Furthermore, each database changes its contents in periodical updates. In particular, every time when human reference genome sequence is updated, the structure and annotation of many genes and transcripts require significant modifications. Also, because of the genomic variations among individuals, we cannot expect that the DNA sequences in databases will match perfectly with the sequences of human samples that are actually used in experiments.

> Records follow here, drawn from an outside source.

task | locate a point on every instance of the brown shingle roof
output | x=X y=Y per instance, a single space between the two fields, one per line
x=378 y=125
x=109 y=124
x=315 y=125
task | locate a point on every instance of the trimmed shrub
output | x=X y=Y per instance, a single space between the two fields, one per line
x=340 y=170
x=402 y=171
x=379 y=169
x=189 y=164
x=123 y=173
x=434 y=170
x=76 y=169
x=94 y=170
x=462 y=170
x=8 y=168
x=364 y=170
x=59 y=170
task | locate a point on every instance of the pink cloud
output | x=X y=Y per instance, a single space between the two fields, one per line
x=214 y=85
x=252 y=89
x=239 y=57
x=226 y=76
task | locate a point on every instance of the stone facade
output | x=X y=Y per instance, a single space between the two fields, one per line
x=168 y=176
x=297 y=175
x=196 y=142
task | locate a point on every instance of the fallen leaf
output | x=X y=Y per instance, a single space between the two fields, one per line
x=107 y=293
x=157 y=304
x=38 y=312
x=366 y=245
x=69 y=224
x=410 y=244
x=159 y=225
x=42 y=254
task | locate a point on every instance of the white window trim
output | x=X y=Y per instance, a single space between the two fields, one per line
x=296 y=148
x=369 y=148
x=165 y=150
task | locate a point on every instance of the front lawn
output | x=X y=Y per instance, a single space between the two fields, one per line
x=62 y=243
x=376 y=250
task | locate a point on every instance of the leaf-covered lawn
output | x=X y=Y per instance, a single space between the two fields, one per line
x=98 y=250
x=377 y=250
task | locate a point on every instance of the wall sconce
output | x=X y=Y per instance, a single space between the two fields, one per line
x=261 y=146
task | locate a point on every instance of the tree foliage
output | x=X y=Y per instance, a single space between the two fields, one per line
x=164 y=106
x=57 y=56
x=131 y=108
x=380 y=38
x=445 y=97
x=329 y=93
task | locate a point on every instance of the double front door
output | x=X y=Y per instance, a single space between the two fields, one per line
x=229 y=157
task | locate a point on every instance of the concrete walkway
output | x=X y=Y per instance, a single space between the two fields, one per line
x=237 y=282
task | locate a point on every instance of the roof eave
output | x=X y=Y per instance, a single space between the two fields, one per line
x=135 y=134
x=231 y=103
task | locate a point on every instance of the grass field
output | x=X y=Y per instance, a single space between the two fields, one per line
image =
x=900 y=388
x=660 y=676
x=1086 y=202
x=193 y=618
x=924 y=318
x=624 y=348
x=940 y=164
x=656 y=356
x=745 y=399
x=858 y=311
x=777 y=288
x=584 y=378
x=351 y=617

These problems are very hard to clear up in the future. Researchers may wish to use the most accurate database that shows the best correspondence with the actual samples used in experiments. However, none of the databases can provide perfect information after all, and we need to understand that what the databases provide is no more than an approximation of the real world. In order for us to approach the complete human gene databases, we need to produce and accumulate a larger amount of more precise data about human genes, by carrying out more comprehensive experiments than before.

6 Conclusion

The number of human protein-coding genes is converging to about 20,000, while that of RNA-coding genes is still gradually increasing. There are thousands of other genomic regions that are transcribed from the human genome, which can be regarded as candidates of novel human genes. For these candidate genes, it is essentially important to conduct proteomic analysis to validate the existence of protein products and to reveal their function and interactions with other molecules. Through such functional studies of candidate human genes, it is expected that many true genes that are involved in important biological function or human diseases will be discovered in the future.